Perceptual thresholds will be used to measure basic vestibular function and investigate the potential influence of promethazine. Vestibular threshold testing is analogous to an audiogram. The smallest motion amplitude that can be correctly distinguished is determined by moving subjects in random directions (e.g. yaw left vs. yaw right, or translate left vs. translate right) at adaptively changing amplitudes. After each trial subjects indicate the direction of their perceived motion.

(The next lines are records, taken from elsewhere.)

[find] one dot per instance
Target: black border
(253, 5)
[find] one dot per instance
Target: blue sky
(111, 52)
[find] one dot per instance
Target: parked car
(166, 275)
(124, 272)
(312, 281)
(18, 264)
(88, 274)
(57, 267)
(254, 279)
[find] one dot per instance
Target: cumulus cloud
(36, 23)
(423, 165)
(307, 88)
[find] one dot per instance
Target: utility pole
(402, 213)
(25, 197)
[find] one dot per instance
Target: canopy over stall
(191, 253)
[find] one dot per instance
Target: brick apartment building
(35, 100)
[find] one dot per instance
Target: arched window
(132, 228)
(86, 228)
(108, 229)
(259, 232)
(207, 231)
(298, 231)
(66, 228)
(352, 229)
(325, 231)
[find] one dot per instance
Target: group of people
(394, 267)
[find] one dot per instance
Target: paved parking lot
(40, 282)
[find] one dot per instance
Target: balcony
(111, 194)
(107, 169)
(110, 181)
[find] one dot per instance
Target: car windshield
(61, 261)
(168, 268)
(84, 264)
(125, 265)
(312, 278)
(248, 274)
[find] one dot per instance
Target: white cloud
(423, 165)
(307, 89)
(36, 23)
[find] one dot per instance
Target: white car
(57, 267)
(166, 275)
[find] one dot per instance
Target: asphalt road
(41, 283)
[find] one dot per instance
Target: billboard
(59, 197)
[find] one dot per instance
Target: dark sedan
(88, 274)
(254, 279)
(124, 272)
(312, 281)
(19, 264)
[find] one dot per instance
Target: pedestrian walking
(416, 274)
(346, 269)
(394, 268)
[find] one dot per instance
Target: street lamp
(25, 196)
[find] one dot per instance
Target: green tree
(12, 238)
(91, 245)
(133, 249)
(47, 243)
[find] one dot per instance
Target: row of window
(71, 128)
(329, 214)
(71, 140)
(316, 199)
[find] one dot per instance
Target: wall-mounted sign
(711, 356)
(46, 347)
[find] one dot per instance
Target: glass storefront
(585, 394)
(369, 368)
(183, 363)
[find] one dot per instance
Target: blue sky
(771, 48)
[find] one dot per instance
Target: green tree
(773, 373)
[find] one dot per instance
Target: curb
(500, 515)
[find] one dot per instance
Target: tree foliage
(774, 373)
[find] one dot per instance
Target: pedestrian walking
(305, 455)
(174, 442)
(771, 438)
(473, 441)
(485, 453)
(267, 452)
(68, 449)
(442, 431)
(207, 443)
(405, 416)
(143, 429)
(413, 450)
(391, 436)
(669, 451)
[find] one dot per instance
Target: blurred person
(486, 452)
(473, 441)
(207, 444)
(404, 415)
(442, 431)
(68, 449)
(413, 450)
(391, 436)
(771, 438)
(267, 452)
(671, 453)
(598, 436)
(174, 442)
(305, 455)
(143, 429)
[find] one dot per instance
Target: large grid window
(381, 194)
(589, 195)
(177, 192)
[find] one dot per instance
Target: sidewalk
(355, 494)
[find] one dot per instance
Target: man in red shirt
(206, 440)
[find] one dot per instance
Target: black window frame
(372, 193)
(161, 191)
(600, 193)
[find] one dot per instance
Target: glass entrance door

We use a standard “two alternative categorical forced choice” technique (Treutwein 1995; Leek 2001). We will measure thresholds for three types of stimuli:
(1) Upright yaw rotation;
(2) Upright inter-aural translation; and
(3) Upright roll tilt.
The project provides knowledge relating to motion sensation and perception that directly impacts human health. For example, an estimated one-third of US adults aged 40 years and older (69 million Americans) have dysfunction of the vestibular organs, located in the inner ear, which sense motion. A large fraction (20% to 40%) of the population suffer from vertigo, dizziness, or vestibular dysfunction and about 30% of these are not diagnosed via current clinical testing. Thus, this project will likely further knowledge on motion perception such that diagnostics can be improved.
Many people get motion sickness, for example, on boats. What we learn about motion sickness in altered gravity will directly transfer to people who get sick in other situations.